Yolculuğumuzun ilk günü dev dalgaların ve kötü hava şartlarının altında, gemi mürettebatını biraz zorlayacak şekilde geçmişti. Bir o yana, bir bu yana yalpalarken, ben de fazlasıyla gergin ve de endişeliydim, çünkü daha önce yalnızca bir defa deniz yolu ulaşımını tercih etmiştim ama o zaman teknoloji tüm nimetlerini cömert bir şekilde ayaklarımızın altına sermişti.
Buradaysa, durum çok farklıydı.
Kendimi coğrafi keşiflerle birlikte sayıları giderek artış gösteren korsan gemilerinin birinde gibi hissetmiştim.
Konfordan ve her türlü rahatlıktan uzak, yasa dışı işler yapmaya elverişli bir ekiple birlikteydim âdeta ve bu seyahat sona erene dek ben karın ağrıları çekmeye mecbur bırakılmıştım.
Neyse ki ikinci günün akşamında, Gölge Adası’nın güney kısmındaki Paleron Limanı’nda durup kendimize konaklayacak bir yer bulabildik. Gerçi adanın kralının küçük kentlerine geldiğini öğrenen bütün Paleronlular sıraya girip onu görebilmek ve kendi evlerinde misafir edebilmek için birbirleriyle yarıştıklarından bu konuda bir sıkıntı çekmeyeceğimiz aşikardı, fakat Arkhael kendisine gelen teklifleri kibarca geri çevirdi. Bana söylediğine göre, Gölge Adası’nın her şehrinde krala ait bir konak bulunuyordu. Herhangi bir seyahat sırasında mola verdiği takdirde, kolaylıkla sığınabileceği bir yer oluyordu.

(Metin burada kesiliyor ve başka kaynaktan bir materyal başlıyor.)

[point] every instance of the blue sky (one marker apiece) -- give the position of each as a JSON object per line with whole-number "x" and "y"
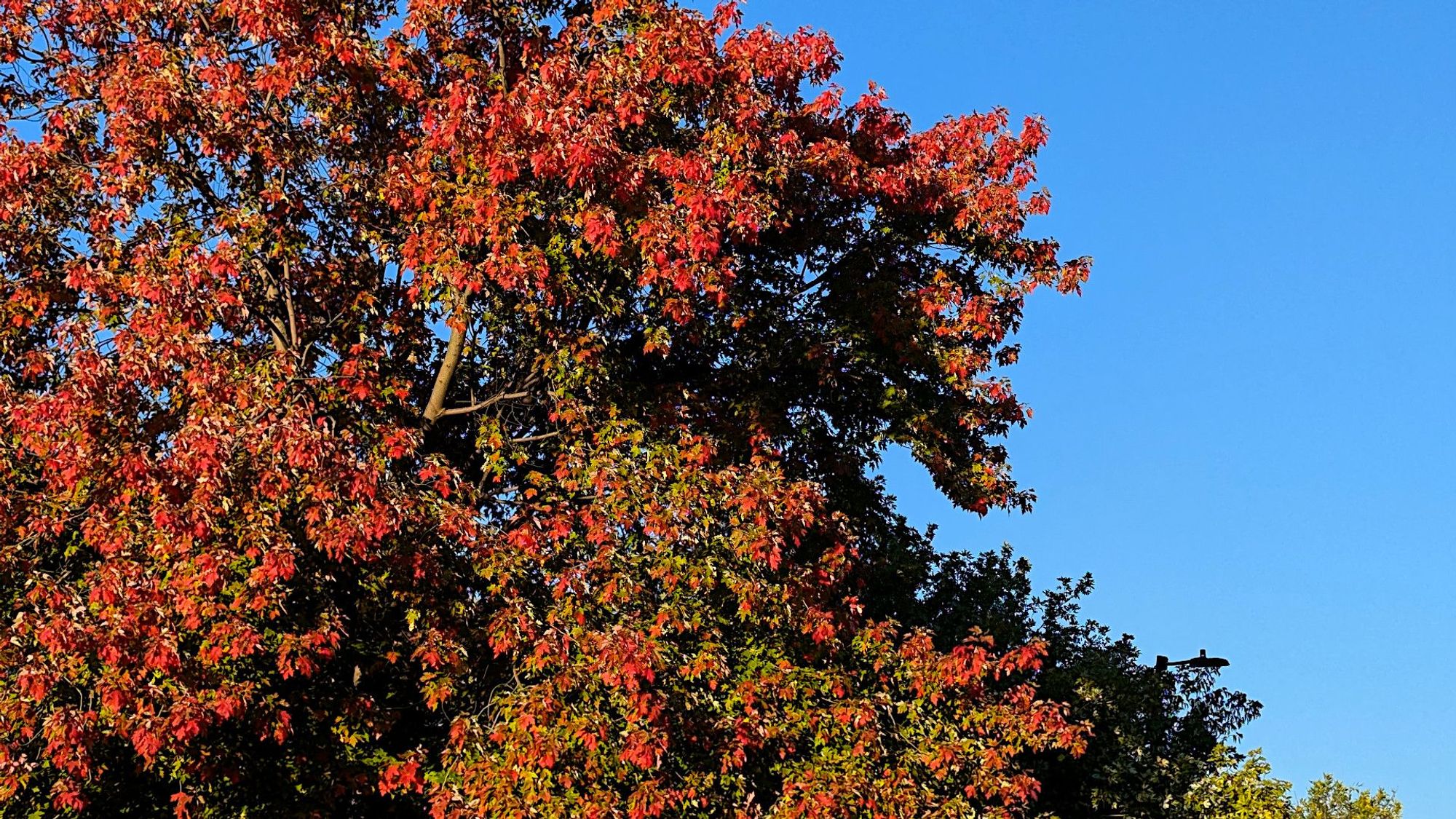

Limana yakın, üst kattaki pencerelerinden bakıldığında engin denizi görmeyi mümkün kılan konağa ulaştığımızda, yerli halkın hazırlayıp getirdiği yiyecekleri kimse ses çıkarmadan kısa sürede yiyip bitirdi. Herkes fazlasıyla yorgundu. Bu nedenle Kral’ın emriyle yemekten sonra bütün mürettebat dinlenmeye çekildi.
Esasen bizim de onlardan pek farkımız yoktu. Tamam, belki kürekçiler gibi devamlı çalışmamıştık, fakat yine de ortalıkta dolanıyor olmak bile başlı başına bitkin düşmenize bir sebepti o koşullarda.
Kendimi yatağa nasıl attım ve nasıl uykuya daldım, hiçbir fikrim yoktu. Sabah olup da uyandırılıncaya dek deliksiz bir uyku çektim. Öyle ki, gözlerimi araladığım anda, önceki güne kıyasla çok daha pozitif olduğumu fark etmiştim.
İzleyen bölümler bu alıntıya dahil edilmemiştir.